ABD ekonomisinin 2023 yılının tamamında da yüzde 2,5 büyüdüğüne işaret eden Knightley, “Bu da geçen yılın başında daha sıkı para politikası ve kredi koşullarının potansiyel olarak ekonominin resesyona girmesine yol açacağı yönündeki beklentileri boşa çıkarıyor.” dedi.
Knightley, öte yandan, büyüme rakamının çok yüksek olmasının 2024’ün ilk çeyreğinin daha zayıf olma ihtimalini artırdığına işaret ederek, stokların büyümeyi olumsuz etkileyeceğini, ticaretin de ters rüzgara dönüşmesinin muhtemel olduğunu, tüketici ivmesinin de bir miktar yavaşladığını söyledi.
Fed’in enflasyon göstergesi olarak dikkate aldığı çekirdek kişisel tüketim harcamaları fiyat endeksinin de son çeyrekte yüzde 2 arttığını belirten Knightley, bugün açıklanacak aylık verilerin de muhtemelen aylık eşiğin altında kalacağını kaydetti.
Oxford Economics ABD başekonomisti Ryan Sweet, ülke ekonomisinin tahminlerin üzerinde büyüme göstermesinin, piyasanın Fed’in faiz oranlarını mart ayının başlarında düşüreceği yönündeki beklentisi için henüz erken olduğuna ilişkin görüşleri güçlendirdiğini dile getirdi.
Yurt içi alıcılara yönelik satışların dördüncü çeyrekteki gücünün ekonominin dayanıklılığını vurguladığını ifade eden Sweet, tüketimin temel itici gücü olan harcanabilir gelirdeki hızlanmanın da desteğiyle tüketici harcamalarının bu yıl oldukça iyi bir şekilde devam etmesini beklediklerini bildirdi.
Sweet, net ihracatın GSYH büyümesine olumlu katkıda bulunduğunu, ancak tedarik zincirlerinde yaşanan son kesintiler nedeniyle bu yılın başında stoklar ve ticaretin yakından takip edilmesi gerektiğini vurguladı.

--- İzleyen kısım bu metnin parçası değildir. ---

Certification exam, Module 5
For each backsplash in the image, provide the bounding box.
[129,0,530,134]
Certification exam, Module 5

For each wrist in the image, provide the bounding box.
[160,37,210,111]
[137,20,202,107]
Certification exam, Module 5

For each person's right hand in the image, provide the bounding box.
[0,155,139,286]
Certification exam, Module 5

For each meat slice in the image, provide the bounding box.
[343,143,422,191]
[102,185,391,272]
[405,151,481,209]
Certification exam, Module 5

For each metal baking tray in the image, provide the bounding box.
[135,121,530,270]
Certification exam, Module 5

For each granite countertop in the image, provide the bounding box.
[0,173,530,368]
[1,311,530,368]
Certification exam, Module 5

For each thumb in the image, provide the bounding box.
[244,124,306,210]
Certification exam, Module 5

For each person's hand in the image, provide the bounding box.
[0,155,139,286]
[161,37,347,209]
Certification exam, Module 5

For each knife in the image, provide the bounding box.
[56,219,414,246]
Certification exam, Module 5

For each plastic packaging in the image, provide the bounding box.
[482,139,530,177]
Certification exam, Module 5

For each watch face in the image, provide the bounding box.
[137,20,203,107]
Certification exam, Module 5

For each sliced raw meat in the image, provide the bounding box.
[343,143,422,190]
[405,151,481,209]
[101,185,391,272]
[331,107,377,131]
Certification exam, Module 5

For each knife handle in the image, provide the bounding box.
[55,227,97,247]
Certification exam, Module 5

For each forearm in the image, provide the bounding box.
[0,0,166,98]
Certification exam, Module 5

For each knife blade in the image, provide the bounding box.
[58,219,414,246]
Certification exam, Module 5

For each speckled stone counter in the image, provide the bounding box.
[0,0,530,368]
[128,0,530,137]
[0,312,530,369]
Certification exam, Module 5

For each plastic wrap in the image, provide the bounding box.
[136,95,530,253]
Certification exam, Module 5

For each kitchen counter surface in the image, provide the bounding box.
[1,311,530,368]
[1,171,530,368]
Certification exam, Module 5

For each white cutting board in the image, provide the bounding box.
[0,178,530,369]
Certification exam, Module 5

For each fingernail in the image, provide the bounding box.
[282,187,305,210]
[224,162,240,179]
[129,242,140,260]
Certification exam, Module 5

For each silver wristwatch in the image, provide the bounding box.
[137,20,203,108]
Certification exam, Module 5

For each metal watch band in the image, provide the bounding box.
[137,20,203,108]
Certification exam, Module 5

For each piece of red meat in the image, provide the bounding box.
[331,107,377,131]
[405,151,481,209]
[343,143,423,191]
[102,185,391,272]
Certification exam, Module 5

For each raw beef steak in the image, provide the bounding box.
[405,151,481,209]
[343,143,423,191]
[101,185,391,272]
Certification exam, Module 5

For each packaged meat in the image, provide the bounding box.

Sweet, para politikası ile ekonomideki değişiklikler arasında uzun ve değişken gecikmeler olduğuna dikkati çekerek, “Dolayısıyla yumuşak iniş yapmak istiyorsa Fed’in bu yıl para politikasını gevşetmesi gerekecek.” değerlendirmesinde bulundu.
GSYH’nin bu yıl da yüzde 2 artmasını beklediklerini ifade eden Sweet, ekonomide göze çarpan çatlakların olmaması nedeniyle “yumuşak iniş” ihtimalinin gözle görülür şekilde arttığını kaydetti.
American Enterprise Institute kıdemli uzmanı Steven Kamin de GSYH’deki güçlü büyümenin büyük bölümünün tüketici harcamalarından kaynaklandığına işaret ederek, tüketicilerin hala Kovid-19 salgını sırasındaki tasarruflarından harcama yapıyor gibi göründüğünü, benzin fiyatlarının düşmesi ve Fed’in faiz oranlarını düşüreceği beklentisiyle iyileşen güvenin de harcamaları desteklemiş olabileceğini ifade etti.
ABD ekonomisinde yumuşak inişin gerçekleştiğini söylemek için henüz erken olduğunu vurgulayan Kamin, “Ancak dördüncü çeyrekteki güçlü performans, yumuşak inişin gerçekleştirilebileceğine dair kanıtlara katkıda bulunuyor.” diye konuştu.
ABD ekonomisinin büyümesinin bu yıl yüzde 2’nin oldukça altına düşeceğini tahmin ettiğini söyleyen Kamin, Fed’in faiz indirimlerine başlama zamanının büyüme üzerinde büyük bir fark yaratacağını düşünmediğini belirtti.